Charte des valeurs: le gouvernement libéral n'a trouvé aucun avis juridique

Radio-Canada

Le nouveau gouvernement à Québec n'a trouvé aucun avis juridique des avocats de l'État sur le projet de charte des valeurs présenté par le gouvernement du Parti québécois.

Le chef libéral Philippe Couillard s'était engagé en campagne électorale à rendre publics ces avis.

La nouvelle ministre de la Justice, Stéphanie Vallée, dit n'avoir trouvé jusqu'ici aucun avis écrit ou verbal donné à l'époque au ministre de la Justice, Bertrand St-Arnaud, pour savoir si le projet de charte passait le test des tribunaux.

Tout au long du débat sur charte, le ministre St-Arnaud était resté évasif au sujet de ces avis juridiques, en affirmant d'abord ne pas pouvoir confirmer leur existence, et par la suite que le gouvernement ne pouvait pas les divulguer.

Néanmois, le juriste Henri Brun de l'Université Laval avait commenté publiquement le projet de charte, en septembre. Il jugeait que l'interdiction des signes religieux pouvait être considérée par les tribunaux comme une limite raisonnable à la liberté de culte garantie par la Constitution.

Or, jusqu'à maintenant, les libéraux n'ont trouvé aucun avis, ce qui est inhabituel.

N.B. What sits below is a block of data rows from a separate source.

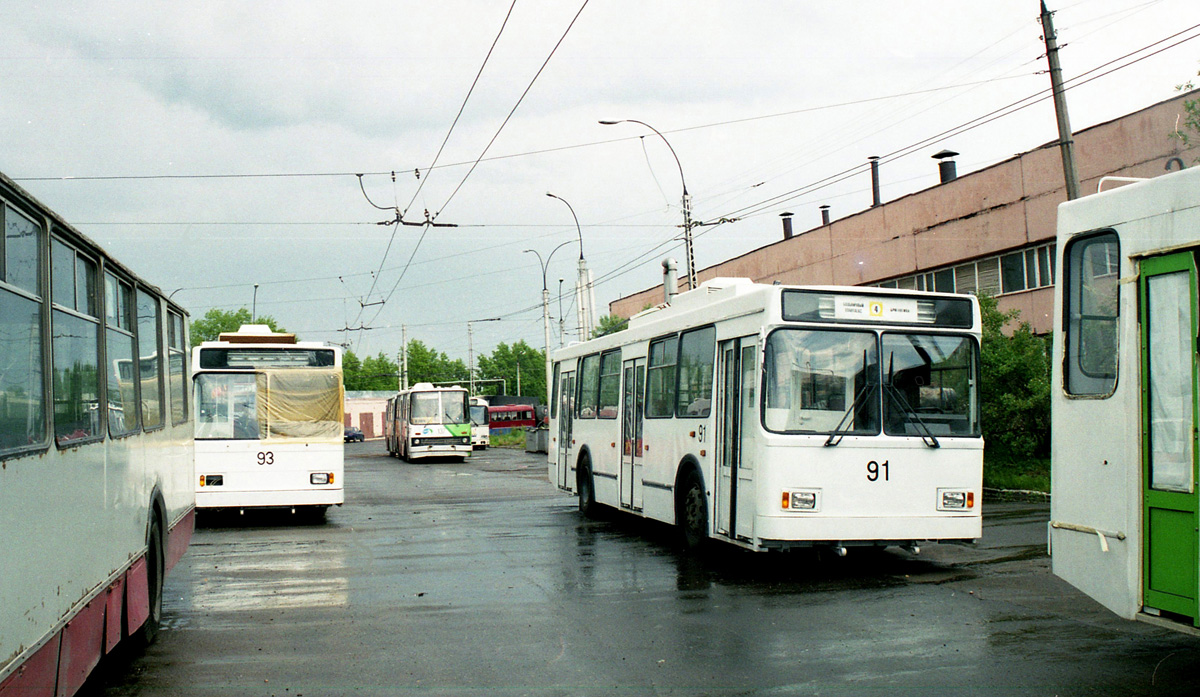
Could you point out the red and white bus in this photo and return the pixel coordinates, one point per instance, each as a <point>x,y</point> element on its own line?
<point>505,418</point>
<point>96,500</point>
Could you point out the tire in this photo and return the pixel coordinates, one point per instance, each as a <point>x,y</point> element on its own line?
<point>586,487</point>
<point>155,572</point>
<point>693,514</point>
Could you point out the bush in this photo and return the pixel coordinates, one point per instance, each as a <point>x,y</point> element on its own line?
<point>1015,390</point>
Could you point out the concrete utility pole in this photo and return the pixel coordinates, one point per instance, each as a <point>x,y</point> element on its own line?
<point>1066,143</point>
<point>403,366</point>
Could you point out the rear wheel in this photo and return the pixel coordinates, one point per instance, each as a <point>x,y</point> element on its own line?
<point>693,514</point>
<point>586,487</point>
<point>155,572</point>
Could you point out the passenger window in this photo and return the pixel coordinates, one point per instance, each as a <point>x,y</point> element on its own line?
<point>22,388</point>
<point>610,384</point>
<point>660,378</point>
<point>697,352</point>
<point>1091,265</point>
<point>149,360</point>
<point>589,385</point>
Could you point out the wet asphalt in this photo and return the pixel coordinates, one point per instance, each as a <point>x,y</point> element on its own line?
<point>481,578</point>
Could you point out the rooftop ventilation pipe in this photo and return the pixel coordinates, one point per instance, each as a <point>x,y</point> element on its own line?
<point>875,180</point>
<point>670,278</point>
<point>946,167</point>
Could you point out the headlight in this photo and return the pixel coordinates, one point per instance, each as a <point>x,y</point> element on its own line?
<point>802,500</point>
<point>955,499</point>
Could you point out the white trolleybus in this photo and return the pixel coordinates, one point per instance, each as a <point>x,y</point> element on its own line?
<point>96,503</point>
<point>268,422</point>
<point>427,421</point>
<point>777,416</point>
<point>1123,406</point>
<point>480,430</point>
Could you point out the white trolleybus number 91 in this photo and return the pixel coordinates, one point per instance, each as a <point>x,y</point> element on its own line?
<point>269,422</point>
<point>777,416</point>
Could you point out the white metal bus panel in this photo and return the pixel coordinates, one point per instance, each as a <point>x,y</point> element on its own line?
<point>269,474</point>
<point>1097,527</point>
<point>903,508</point>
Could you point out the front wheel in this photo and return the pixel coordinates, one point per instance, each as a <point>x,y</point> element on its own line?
<point>586,487</point>
<point>693,515</point>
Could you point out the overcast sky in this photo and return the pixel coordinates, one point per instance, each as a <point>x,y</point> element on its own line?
<point>214,145</point>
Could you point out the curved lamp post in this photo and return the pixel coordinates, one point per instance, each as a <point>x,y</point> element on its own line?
<point>687,202</point>
<point>545,308</point>
<point>583,293</point>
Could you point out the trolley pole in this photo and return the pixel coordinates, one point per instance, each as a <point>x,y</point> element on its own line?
<point>1066,143</point>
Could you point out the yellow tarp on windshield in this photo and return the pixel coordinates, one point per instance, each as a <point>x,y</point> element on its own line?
<point>300,403</point>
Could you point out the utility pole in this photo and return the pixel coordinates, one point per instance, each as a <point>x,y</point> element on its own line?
<point>1066,143</point>
<point>471,361</point>
<point>403,367</point>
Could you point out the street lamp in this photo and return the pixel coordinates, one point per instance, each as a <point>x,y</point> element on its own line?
<point>583,293</point>
<point>545,307</point>
<point>687,202</point>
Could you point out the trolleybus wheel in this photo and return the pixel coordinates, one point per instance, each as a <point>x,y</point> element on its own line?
<point>693,515</point>
<point>155,569</point>
<point>586,487</point>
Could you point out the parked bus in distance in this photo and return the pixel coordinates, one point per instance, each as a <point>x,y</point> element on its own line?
<point>1125,504</point>
<point>774,416</point>
<point>508,416</point>
<point>96,503</point>
<point>268,422</point>
<point>480,431</point>
<point>429,421</point>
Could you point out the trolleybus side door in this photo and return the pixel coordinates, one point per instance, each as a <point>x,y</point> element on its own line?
<point>565,418</point>
<point>633,414</point>
<point>735,463</point>
<point>1168,312</point>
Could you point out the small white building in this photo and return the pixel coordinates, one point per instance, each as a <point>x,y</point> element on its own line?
<point>365,409</point>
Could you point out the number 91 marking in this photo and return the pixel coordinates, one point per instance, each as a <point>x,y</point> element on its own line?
<point>874,468</point>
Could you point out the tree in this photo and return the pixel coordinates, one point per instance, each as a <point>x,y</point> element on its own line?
<point>504,364</point>
<point>215,322</point>
<point>1015,391</point>
<point>610,324</point>
<point>426,365</point>
<point>1188,131</point>
<point>376,372</point>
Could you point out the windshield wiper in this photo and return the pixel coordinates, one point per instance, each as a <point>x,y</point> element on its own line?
<point>927,436</point>
<point>837,434</point>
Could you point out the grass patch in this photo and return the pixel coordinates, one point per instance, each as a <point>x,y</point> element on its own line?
<point>514,438</point>
<point>1013,473</point>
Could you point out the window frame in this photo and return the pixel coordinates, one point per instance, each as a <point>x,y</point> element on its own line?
<point>42,311</point>
<point>1071,350</point>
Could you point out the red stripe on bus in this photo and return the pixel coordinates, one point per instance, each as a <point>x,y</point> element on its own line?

La procédure veut que les juristes de l'État se penchent sur les projets de loi présentés à l'Assemblée nationale.

« On a l'avis de M. Brun, qui avait été émis. Mais au-delà de ça, on est en train de faire des vérifications au ministère [pour voir s'il en existe d'autres] », a dit la ministre Vallée, mercredi.

En campagne électorale, la chef péquiste Pauline Marois se disait convaincue que le projet passerait le test des tribunaux, mais que le PQ recourrait à la clause dérogatoire « si nécessaire ».

Pour justifier ce recours, Pauline Marois invoquait notamment le témoignage de l'ex-juge à la Cour suprême Claire L'Heureux-Dubé devant la commission des institutions, qui avait recommandé au gouvernement de faire appel à la clause dérogatoire pour éviter que celle-ci ne soit invalidée par les tribunaux fédéraux.

La chef péquiste alléguait également que certains des avis juridiques qui lui ont été remis lors de son dernier mandat allaient dans le même sens. Elle persistait cependant dans son refus de rendre publics ces avis.